4

I am a little bit confused with the grid search interface from scikit-learn. From examples I found snippets like that

clf = GridSearchCV(SVC(C=1), tuned_parameters, cv=5,
                   scoring='%s_weighted' % score)
clf.fit(X_train, y_train)

I imagine what when calling fit the exhaustive search happens and then the estimator is being fitted with the best parameters that were found.

My question is, after I call fit can I go on and call predict or is my estimator considered overfit in this case? Should I create another estimator using the best parameters and then perform a cross_validation to see what it actually scores?

LetsPlayYahtzee
  • 528
  • 1
  • 6
  • 17

2 Answers2

1

Looking at the docs the fit description says "Run fit on the estimator with randomly drawn parameters"

Actually sklearn.grid_search.GridSearchCV.fit()'s docstring is "Run fit with all sets of parameters".

My second question is, after I call fit can I go on and call predict

Yes.

Franck Dernoncourt
  • 42,093
  • 30
  • 155
  • 271
  • 2
    for the first part, yes, that was my mistake! For the second question, wouldn't is be more representative if I go and recreate the estimator with the best params and then go and a do a cross_vall_predict? When doing the first I tend to get slightly better results, whereas when I do the second the results I get match the grid search best param score.
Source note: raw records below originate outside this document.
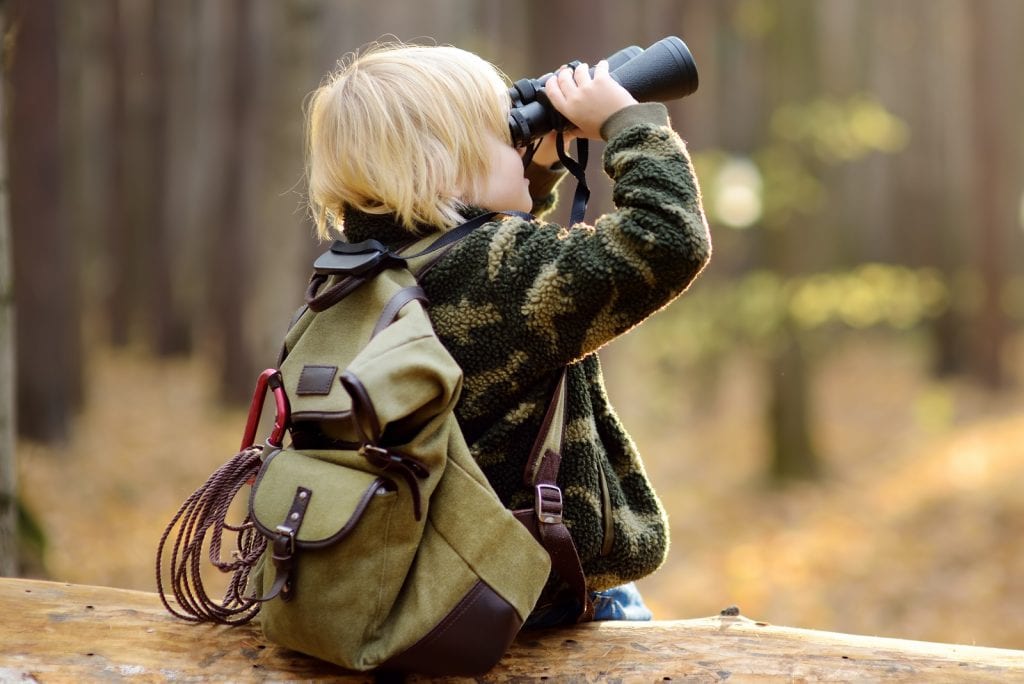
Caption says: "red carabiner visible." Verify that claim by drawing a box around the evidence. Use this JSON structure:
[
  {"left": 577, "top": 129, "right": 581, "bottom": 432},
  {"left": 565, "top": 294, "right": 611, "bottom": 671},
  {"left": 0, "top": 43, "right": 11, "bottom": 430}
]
[{"left": 242, "top": 369, "right": 289, "bottom": 450}]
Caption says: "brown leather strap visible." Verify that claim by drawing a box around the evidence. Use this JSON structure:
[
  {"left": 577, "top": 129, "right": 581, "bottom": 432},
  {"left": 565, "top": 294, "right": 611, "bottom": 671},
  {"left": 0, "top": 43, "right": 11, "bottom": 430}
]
[
  {"left": 515, "top": 370, "right": 594, "bottom": 623},
  {"left": 371, "top": 285, "right": 427, "bottom": 337},
  {"left": 306, "top": 273, "right": 376, "bottom": 312}
]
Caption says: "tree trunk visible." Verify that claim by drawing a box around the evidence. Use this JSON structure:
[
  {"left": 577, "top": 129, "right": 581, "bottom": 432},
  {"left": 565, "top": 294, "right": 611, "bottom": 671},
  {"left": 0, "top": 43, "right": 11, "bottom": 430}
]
[
  {"left": 968, "top": 2, "right": 1014, "bottom": 389},
  {"left": 210, "top": 0, "right": 259, "bottom": 403},
  {"left": 9, "top": 0, "right": 81, "bottom": 440},
  {"left": 105, "top": 0, "right": 136, "bottom": 347},
  {"left": 0, "top": 2, "right": 17, "bottom": 576},
  {"left": 142, "top": 0, "right": 191, "bottom": 356}
]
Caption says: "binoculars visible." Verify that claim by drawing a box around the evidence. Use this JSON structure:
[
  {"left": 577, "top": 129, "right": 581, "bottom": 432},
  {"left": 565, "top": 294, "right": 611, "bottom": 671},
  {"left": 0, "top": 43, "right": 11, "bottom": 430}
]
[{"left": 509, "top": 36, "right": 697, "bottom": 147}]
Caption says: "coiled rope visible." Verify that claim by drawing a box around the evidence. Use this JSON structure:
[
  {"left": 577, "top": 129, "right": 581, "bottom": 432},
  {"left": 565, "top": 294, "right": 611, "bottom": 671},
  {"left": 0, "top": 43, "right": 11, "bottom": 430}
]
[{"left": 157, "top": 446, "right": 267, "bottom": 625}]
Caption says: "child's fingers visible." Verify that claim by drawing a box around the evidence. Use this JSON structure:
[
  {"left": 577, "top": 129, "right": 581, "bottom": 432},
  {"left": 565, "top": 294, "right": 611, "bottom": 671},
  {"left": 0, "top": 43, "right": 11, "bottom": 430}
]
[
  {"left": 544, "top": 70, "right": 568, "bottom": 111},
  {"left": 572, "top": 61, "right": 592, "bottom": 88}
]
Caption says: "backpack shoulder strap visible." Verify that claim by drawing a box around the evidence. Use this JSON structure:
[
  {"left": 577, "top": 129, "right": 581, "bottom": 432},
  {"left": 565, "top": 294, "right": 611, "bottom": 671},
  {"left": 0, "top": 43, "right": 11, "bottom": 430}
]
[{"left": 517, "top": 369, "right": 594, "bottom": 623}]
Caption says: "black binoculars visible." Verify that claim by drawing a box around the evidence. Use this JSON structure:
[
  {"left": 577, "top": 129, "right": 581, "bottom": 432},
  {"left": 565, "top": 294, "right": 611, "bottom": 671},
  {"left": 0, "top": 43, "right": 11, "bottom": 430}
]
[{"left": 509, "top": 36, "right": 697, "bottom": 147}]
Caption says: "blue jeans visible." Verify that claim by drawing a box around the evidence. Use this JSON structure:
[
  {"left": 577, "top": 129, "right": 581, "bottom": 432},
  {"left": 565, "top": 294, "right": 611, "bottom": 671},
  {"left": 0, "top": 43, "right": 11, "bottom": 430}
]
[{"left": 523, "top": 582, "right": 653, "bottom": 630}]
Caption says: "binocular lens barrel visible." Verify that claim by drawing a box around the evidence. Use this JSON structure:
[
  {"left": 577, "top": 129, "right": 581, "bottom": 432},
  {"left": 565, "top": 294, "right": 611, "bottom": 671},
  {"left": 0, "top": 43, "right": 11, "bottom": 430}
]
[{"left": 509, "top": 36, "right": 698, "bottom": 147}]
Also looking at the answer [here](http://stats.stackexchange.com/questions/11602/training-with-the-full-dataset-after-cross-validation?rq=1) I get the feeling that calling `.predict(X)` after I have called `.fit(X)` will produce missleading results – LetsPlayYahtzee Aug 26 '16 at 22:37
  • I think that GridSearchCV performs CV to obtain the scores but trains on the whole dataset. So although the best params indicate the estimator with the better generalization ability using predict on the same data will give a slightly enhanced prediction due to the estimator has previously seen the data. To actually see what the generalization ability of your estimator is I think it's better to perform a kfold cross (fit predict) with a newly created classifier and take the averages – LetsPlayYahtzee Aug 26 '16 at 22:44
0

You should do the following: (i) you get the best estimator from the grid search (that you correctly ran using only training data), (ii) you train the best estimator with your training data and you test it in your test data:

clf = GridSearchCV(SVC(C=1), tuned_parameters, cv=5,
               scoring='%s_weighted' % score)
clf.fit(X_train, y_train)
model = grid.best_estimator_
model.fit(X_train, y_train)
y_pred = model.predict(X_test)

Another reasonable option would be to get the best estimator from the grid search, and do a cross validation with the entire dataset.